Chimpanzee Multi-male/multi-female groups in which both sexes mate with multiple partners and do not form exclusive pair bonds.
Bonobo Frequent sexual interactions with multiple partners and little to no lasting pair-bonding; mating occurs in many social contexts.
European rabbit Breeding is polygynandrous: multiple males and females mate repeatedly within a season, with no stable pair bonds.
Bottlenose dolphin Mating typically involves multiple partners over time rather than exclusive bonds, and paternity within populations is widely distributed.
Common fruit fly Classic example of repeated mating with multiple partners, with strong sperm competition and no pair bonding.

Surprising Examples

Superb fairywren
Tree swallow
Common octopus

Extreme Examples

Bed bug
Red sea urchin
Atlantic cod

Found across: Primates with multi-male/multi-female social groups (e.g., chimpanzees, bonobos), Rodents and lagomorphs with mixed-paternity litters (e.g., mice, voles in some species, rabbits), Many amphibians with scramble competition and multiple mating (e.g., frogs and toads), Many fishes that spawn in groups or aggregations (including broadcast spawners and lek-like spawners), Insects with frequent remating and strong sperm competition (e.g., flies, true bugs), Birds that are socially monogamous but genetically promiscuous via extra-pair copulations (e.g., fairywrens, swallows)

Fun Facts

Did You Know?

Promiscuity often turns reproduction into a "genetic lottery": in many species, a single brood can have multiple fathers (and sometimes multiple mothers), boosting genetic diversity and spreading risk if one mate has poor genes or low fertility.
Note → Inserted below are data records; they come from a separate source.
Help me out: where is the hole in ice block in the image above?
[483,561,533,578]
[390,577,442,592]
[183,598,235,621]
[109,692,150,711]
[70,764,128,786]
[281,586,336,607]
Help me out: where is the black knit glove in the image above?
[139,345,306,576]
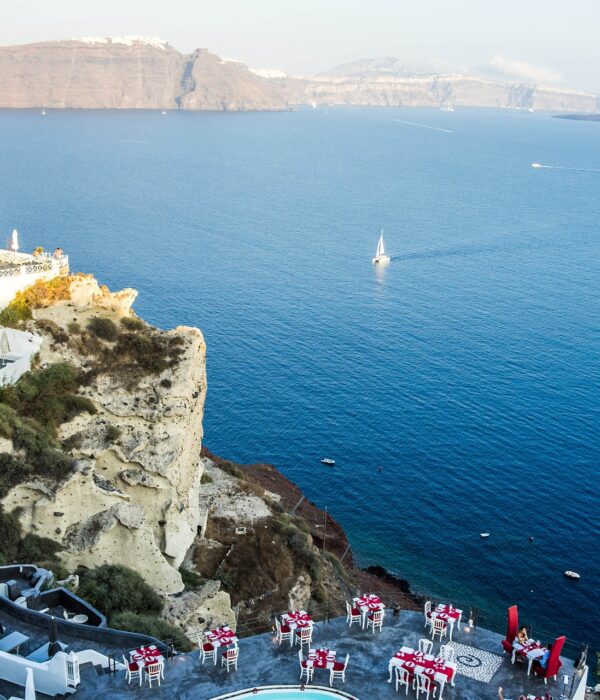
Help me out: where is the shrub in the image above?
[106,424,121,442]
[79,564,163,618]
[121,316,145,331]
[110,611,193,651]
[87,316,119,342]
[37,319,69,343]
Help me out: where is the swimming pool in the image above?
[212,685,359,700]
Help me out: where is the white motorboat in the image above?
[372,230,390,265]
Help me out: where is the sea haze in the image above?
[0,108,600,648]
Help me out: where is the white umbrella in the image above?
[25,668,35,700]
[8,228,19,253]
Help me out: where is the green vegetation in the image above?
[87,316,119,342]
[78,564,163,619]
[78,564,192,651]
[0,362,96,437]
[121,316,145,331]
[110,612,194,651]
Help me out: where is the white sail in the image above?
[375,231,385,258]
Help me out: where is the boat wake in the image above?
[531,163,600,173]
[392,119,454,134]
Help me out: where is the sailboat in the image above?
[373,229,390,265]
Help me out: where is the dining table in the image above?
[204,625,238,648]
[352,593,385,629]
[431,603,463,641]
[388,646,457,700]
[306,649,336,669]
[511,639,548,675]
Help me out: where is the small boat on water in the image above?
[372,229,390,265]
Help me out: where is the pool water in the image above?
[213,686,359,700]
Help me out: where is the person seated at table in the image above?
[517,625,529,644]
[538,642,552,669]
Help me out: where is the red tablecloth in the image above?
[394,650,454,681]
[206,627,238,647]
[354,593,381,610]
[131,645,162,666]
[282,610,312,627]
[513,639,546,656]
[435,605,462,620]
[308,649,335,668]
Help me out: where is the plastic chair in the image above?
[221,646,240,673]
[419,639,433,654]
[367,610,383,634]
[329,654,350,686]
[346,601,362,627]
[123,656,142,685]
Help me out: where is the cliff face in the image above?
[0,37,285,110]
[287,73,600,112]
[3,277,206,593]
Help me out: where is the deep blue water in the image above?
[0,109,600,648]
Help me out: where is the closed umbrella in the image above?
[25,668,35,700]
[8,228,19,253]
[48,617,61,659]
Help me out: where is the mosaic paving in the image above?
[451,642,502,683]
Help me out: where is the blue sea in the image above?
[0,108,600,648]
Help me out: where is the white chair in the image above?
[440,642,456,664]
[423,600,431,627]
[329,654,350,686]
[295,625,312,650]
[394,666,413,695]
[275,618,293,646]
[144,661,162,687]
[221,646,240,673]
[298,649,315,683]
[419,639,433,654]
[367,610,383,634]
[197,635,217,666]
[346,601,361,627]
[123,656,142,685]
[415,673,435,700]
[431,617,448,642]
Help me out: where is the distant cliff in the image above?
[0,37,285,110]
[0,37,600,113]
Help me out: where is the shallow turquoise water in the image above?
[0,109,600,648]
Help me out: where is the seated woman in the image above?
[517,625,529,644]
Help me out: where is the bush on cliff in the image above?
[78,564,163,620]
[110,612,193,651]
[87,316,119,342]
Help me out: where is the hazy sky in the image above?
[0,0,600,93]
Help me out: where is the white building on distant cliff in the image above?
[0,230,69,309]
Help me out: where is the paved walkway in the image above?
[74,611,573,700]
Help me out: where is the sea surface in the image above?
[0,108,600,649]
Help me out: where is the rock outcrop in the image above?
[3,276,206,594]
[0,37,285,110]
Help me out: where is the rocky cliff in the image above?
[0,37,285,110]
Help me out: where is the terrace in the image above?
[54,611,585,700]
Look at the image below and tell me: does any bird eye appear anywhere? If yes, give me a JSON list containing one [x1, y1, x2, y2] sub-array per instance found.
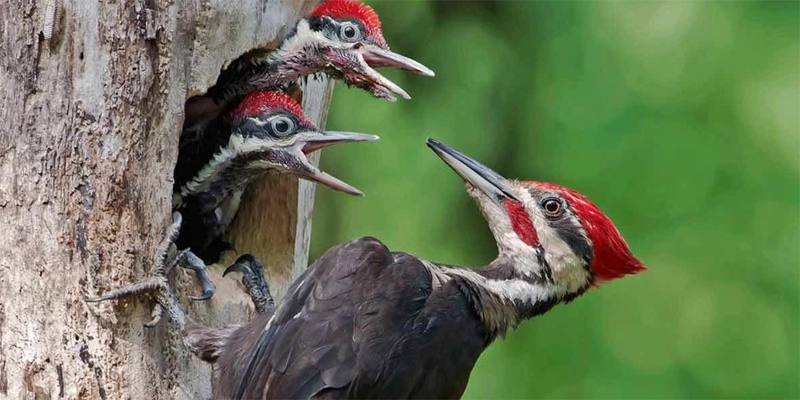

It can drive the evolution of elaborate post-mating competition: when many males mate with the same female, selection can favor bigger testes, more sperm, or sperm that perform better in direct "sperm competition."

Promiscuity can shift where mate choice happens: instead of choosing one "best" partner, individuals may mate with several-and sexual selection can continue after mating via cryptic female choice (females biasing which sperm fertilize eggs).

It can reduce the value of guarding a single partner and increase the value of timing: in highly promiscuous systems, being in the right place at the right time (synchronized breeding, quick matings) can matter more than long-term courtship.

Promiscuity doesn't necessarily mean "no rules": many species have social structures (colonies, leks, aggregations) that look chaotic, but still have consistent patterns in who mates with whom and when.